After 10 days I sliced off a piece to test and it was bit too salty so I soaked the pieces for 30 minutes or so with a few water changes. The next test was perfect.







I added CBP, onion powder and garlic powder and then dried on the smoker for 1.5 hours with no smoke at 120ish.I added apple chips and smoked for 2 hours at 140*





I decided to finish in my sous vide tub as it was COLD outside and I wanted a definate end time.I did 4 hours at 140* after looking at Baldwins SV chart for time /temps.





 I put the bags in the fridge after cooling them off outside and let them sit for a few days. Sliced the bacon up this AM and am pleased with the results:





I see my foot in the picture LOL, the bacon was very tasty and maybe more tender than by just smoking. The back fat  had a creamier texture for sure.I packed it up and threw most in the freezer for future breakfasts. I liked the idea of having a set finish time by using the SV after smoking,also didn't have holes in my bacon from a temp probe :).Thanks for looking ! CM


----------



## sawhorseray (Dec 24, 2019)

Pretty innovative, nice piece of work! Like, RAY


----------



## pushok2018 (Dec 24, 2019)

Great job on Canadian bacon, Ray! Looks perfect! In fact, I always cook Canadian bacon  the same way you do. Cure it for 12-14 days in the fridge (dry cure), smoke it for about 4-5  hours at 150F and finishing it vac packed in the water bath at 150 - 155F till IT get to around 150F.


----------



## disco (Dec 24, 2019)

Beautiful bacon and a big like! If you put the probe in from the side, you won't get holes in your bacon!

Disco


----------



## WaterinHoleBrew (Dec 24, 2019)

Nice job CM, looks real tasty!


----------



## crazymoon (Dec 24, 2019)

disco said:


> Beautiful bacon and a big like! If you put the probe in from the side, you won't get holes in your bacon!
> 
> Disco


D, I always copy you and Bear on the "back" bacon :) ! I always stick the probe in from the end because  I know it's in the center,if I come in from the side I'm afraid I'll be too short or too far with the probe.


----------



## disco (Dec 24, 2019)

crazymoon said:


> D, I always copy you and Bear on the "back" bacon :) ! I always stick the probe in from the end because  I know it's in the center,if I come in from the side I'm afraid I'll be too short or too far with the probe.


Most probes only measure just above the tip but whatever makes you comfortable!

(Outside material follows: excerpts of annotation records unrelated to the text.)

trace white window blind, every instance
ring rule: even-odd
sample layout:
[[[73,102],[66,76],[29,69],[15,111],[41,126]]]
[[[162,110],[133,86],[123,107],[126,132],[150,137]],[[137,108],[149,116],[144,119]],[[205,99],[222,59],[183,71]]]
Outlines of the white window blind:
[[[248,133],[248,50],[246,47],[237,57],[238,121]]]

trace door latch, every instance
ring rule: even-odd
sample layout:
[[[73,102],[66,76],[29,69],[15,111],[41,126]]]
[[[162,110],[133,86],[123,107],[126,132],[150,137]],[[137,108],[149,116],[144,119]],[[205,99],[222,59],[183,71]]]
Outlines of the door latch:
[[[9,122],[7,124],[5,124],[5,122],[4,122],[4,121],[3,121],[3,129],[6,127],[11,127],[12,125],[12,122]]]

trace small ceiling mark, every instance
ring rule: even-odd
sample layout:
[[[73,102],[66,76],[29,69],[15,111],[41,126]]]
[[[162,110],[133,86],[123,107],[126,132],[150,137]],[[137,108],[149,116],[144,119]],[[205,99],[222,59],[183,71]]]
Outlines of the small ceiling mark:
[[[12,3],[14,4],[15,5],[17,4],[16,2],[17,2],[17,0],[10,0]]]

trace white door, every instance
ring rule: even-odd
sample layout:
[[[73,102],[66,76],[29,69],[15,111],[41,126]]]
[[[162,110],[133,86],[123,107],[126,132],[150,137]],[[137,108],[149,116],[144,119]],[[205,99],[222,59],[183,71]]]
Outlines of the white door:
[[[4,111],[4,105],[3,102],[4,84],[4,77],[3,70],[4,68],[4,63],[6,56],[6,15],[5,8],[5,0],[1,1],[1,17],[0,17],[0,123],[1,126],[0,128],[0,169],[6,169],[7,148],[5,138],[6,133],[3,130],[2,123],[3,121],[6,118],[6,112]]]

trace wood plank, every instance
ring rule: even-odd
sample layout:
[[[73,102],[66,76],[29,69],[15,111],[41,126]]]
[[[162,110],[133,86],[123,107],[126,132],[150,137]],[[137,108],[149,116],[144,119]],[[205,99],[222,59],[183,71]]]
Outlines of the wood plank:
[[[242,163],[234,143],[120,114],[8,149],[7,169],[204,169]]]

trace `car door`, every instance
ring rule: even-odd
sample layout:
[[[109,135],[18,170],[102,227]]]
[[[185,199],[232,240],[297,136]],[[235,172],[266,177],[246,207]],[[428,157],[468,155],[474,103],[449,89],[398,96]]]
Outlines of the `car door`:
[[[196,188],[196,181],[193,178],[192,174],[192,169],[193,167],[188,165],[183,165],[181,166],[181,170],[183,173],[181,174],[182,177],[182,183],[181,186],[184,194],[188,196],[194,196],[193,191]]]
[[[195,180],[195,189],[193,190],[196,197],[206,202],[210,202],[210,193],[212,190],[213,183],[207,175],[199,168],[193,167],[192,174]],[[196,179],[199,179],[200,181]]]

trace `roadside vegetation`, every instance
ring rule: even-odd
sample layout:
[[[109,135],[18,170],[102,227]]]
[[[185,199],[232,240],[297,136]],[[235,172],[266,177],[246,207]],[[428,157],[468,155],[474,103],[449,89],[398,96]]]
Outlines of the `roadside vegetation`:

You obviously have bacon making down pat!


----------



## crazymoon (Dec 25, 2019)

disco said:


> Most probes only measure just above the tip but whatever makes you comfortable! You obviously have bacon making down pat!


 D,  I meant that I strive to hit the center of the product being smoked and feel comfortable coming in from the end . :)


----------



## gmc2003 (Dec 25, 2019)

Your Canadian Bacon looks really good Crazy.  Nicely done

Point for sure
Chris


----------